Date(s) - 19/11/2012
3:30 pm - 4:30 pm
Parsing is a core natural language processing technology, but most parsing work has been developed on written text. Spoken language poses challenges for systems trained on text due to the presence of disfluencies, recognizer errors, and differences associated with word choice and grammatical style. Parsing language models have been shown to be useful for improving speech transcription in terms of reducing word error rate, but we argue that parsing has benefits that go beyond word error rate. With increasing interest in language processing applied to spoken documents, there are now several applications that show a benefit from explicitly parsing speech and using parsing as an objective. This talk illustrates the impact that parsing can have on speech transcription and surveys examples of applications that directly benefit from parsing speech. We also discuss ways in which parsers can be modified to be more effective with spoken language.

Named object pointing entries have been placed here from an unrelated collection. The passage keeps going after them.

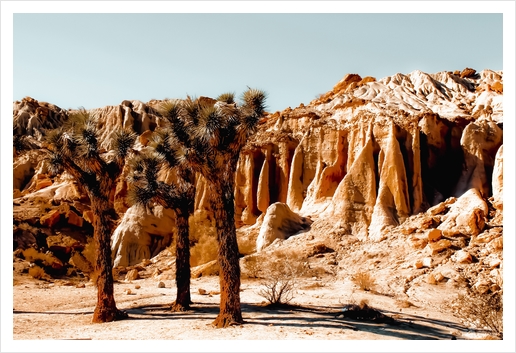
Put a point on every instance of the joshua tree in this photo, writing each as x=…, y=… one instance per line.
x=76, y=149
x=179, y=196
x=210, y=135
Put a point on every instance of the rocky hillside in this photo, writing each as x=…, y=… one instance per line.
x=412, y=161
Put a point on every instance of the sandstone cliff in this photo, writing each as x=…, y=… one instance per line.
x=365, y=157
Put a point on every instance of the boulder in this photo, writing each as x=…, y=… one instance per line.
x=132, y=275
x=50, y=219
x=466, y=216
x=434, y=248
x=433, y=234
x=142, y=234
x=462, y=257
x=497, y=181
x=280, y=223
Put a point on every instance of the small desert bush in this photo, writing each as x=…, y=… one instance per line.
x=36, y=272
x=482, y=311
x=279, y=277
x=89, y=252
x=364, y=280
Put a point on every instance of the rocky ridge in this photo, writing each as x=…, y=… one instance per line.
x=402, y=175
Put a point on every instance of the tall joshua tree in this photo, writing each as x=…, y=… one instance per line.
x=76, y=149
x=147, y=189
x=210, y=135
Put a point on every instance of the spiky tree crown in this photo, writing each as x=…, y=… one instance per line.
x=75, y=147
x=203, y=129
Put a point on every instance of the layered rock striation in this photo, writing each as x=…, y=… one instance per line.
x=364, y=156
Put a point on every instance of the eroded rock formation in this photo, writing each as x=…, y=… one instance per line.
x=365, y=156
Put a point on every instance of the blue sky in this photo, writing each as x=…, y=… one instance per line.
x=94, y=60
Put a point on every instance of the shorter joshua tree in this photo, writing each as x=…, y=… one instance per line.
x=209, y=135
x=76, y=149
x=147, y=189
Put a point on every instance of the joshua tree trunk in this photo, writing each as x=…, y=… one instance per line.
x=222, y=203
x=106, y=309
x=183, y=299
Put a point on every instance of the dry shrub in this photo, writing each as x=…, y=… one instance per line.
x=280, y=273
x=482, y=311
x=364, y=280
x=36, y=272
x=203, y=239
x=252, y=266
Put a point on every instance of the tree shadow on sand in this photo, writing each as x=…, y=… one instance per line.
x=380, y=322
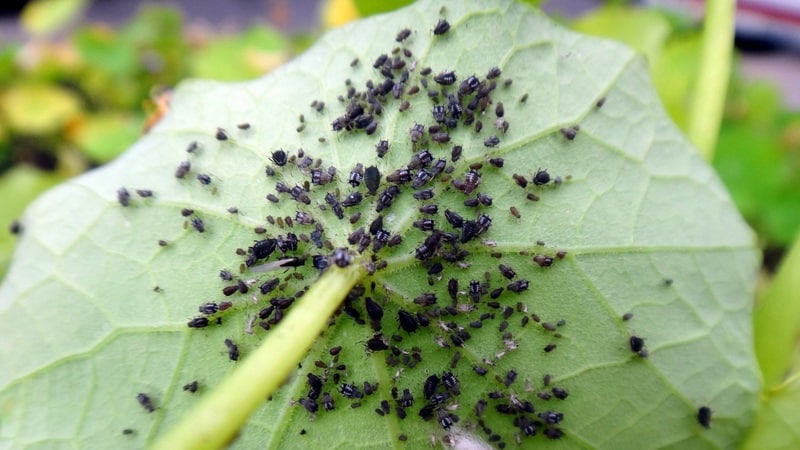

Mari Ostendorf is Professor of Electrical Engineering at the University of Washington and Adjunct in Computer Science and Linguistics. Her research interests are in dynamic and linguistically motivated statistical models for speech and language processing that consider the interaction of topic, genre and register. She is a Fellow of the IEEE and ISCA. Prof Ostendorf is a leading researcher in spoken language processing and has made significant (and long-lasting) contributions in speech recognition, speech synthesis, prosodic analysis, and computational linguistics. Her current research interests include: Low resource language modelling; Computational modelling of prosody for spoken document processing; Use of parsing in speech recognition; Language technology for education applications; Extracting social roles and relation information from spoken and written discussions.